Two Harding professors are conducting research seeking to better understand the effects of shame in an academic setting.
Dr. James Huff, assistant professor of engineering, and Dr. Jeremiah Sullins, assistant professor of psychology, as well as colleagues at the University of Georgia, received a grant from the National Science Foundation to pursue a project they’ve titled “Inclusion, exclusion, and socialization in engineering programs – Investigating key affective socio-psychological mechanisms in professional formation.”
“Students, beyond just engineering, have powerful experiences that are colored by their emotions,” Huff said.
The lead investigator of the project, Huff said the study focuses on how engineering students experience shame and how engineering degree programs create moments in which students may experience shame.

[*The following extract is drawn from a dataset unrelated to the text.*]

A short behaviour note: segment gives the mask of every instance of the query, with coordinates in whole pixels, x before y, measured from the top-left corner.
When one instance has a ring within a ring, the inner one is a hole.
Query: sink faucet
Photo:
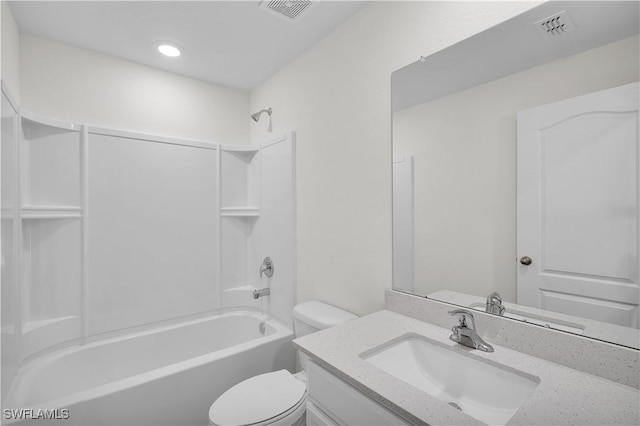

The study has two primary parts: in-depth interviews with students and an ethnographic analysis of student focus groups at both a private and public university.

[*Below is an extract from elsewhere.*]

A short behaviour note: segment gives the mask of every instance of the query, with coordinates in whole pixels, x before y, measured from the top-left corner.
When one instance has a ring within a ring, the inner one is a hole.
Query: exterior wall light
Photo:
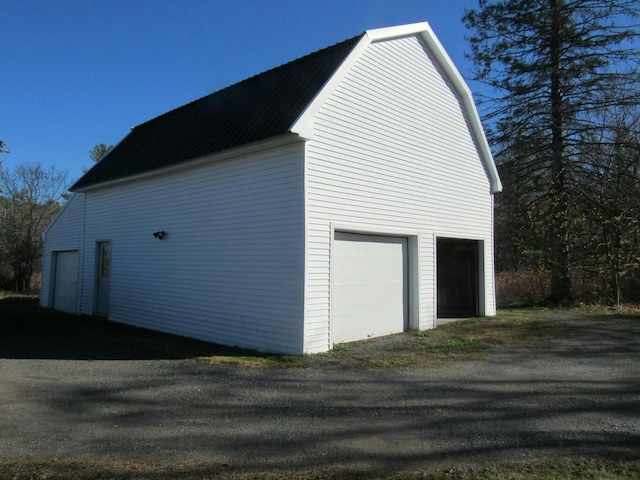
[[[159,232],[154,232],[153,236],[156,237],[158,240],[162,240],[164,237],[167,236],[167,232],[165,232],[164,230],[160,230]]]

“Engineering is a profession that has historically been dominated by representation of white men where many (including some white men) feel that they are not meeting others’ expectations of being an engineer,” Huff said. “If a number of students are processing shame in an unhealthy way, it can create an environment that mangifies social expectations of a certain profession at the expense of students’ overall well-being.”

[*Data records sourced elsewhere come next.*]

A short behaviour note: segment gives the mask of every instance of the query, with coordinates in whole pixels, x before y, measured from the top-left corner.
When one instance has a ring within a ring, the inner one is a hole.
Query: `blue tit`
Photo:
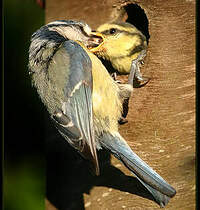
[[[101,34],[77,21],[54,21],[31,38],[32,82],[60,134],[99,175],[97,150],[105,148],[131,170],[165,206],[176,193],[142,161],[118,132],[120,89],[91,49],[101,47]]]
[[[145,85],[149,79],[141,75],[140,65],[146,56],[147,40],[142,32],[126,22],[105,23],[97,31],[103,34],[104,43],[93,52],[109,61],[117,73],[129,74],[129,84],[134,85],[135,79],[141,83],[139,87]]]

This is the first major research collaboration project for Huff and Sullins. It is also a major opportunity for Harding, as a university, to make its way into the research field.
“The Christian faith that characterizes our institutional culture allows us to easily collaborate across proper disciplinary and ask bold questions that are not easy to answer, such as our investigation on shame,” Huff said.
Sullins and a team of undergraduate students are conducting another study researching shame from an academic viewpoint in the Center for Cognitive Studies.
“We basically are looking at the role of academic shame and how that impacts learning in a classroom,” Sullins said.
Academic shame, Sullins said, involves failure that a student may feel because of their performance in an academic setting. If a student does poorly on a test, they may perceive that as a failure. Sullins added that shame is a self-conscious belief that corresponds with negative feelings about oneself, as opposed to guilt, which is associated with negative feelings about one’s actions.
Senior Rebecca Denton is one of six undergraduate students working on the study with Sullins. Denton’s main role is data collection, data coding and data entry. Students from different classrooms are also being asked to participate in the study.
“We’re doing more quantitative research,” Denton said. “We’re evaluating data from participants for different aspects that go into shame.”
Through the study, Sullins and Denton said they hope to see the impact of shame on learning and to provide a way for students and teachers to handle failure in a healthy way.
“We are wanting to take what we learned from our studies and develop a shame resilience intervention,” Sullins said. “Ultimately, something that can be packaged and delivered by an administrator or teacher at the beginning of a school year that would keep a student from experiencing shame after a perceived failure.”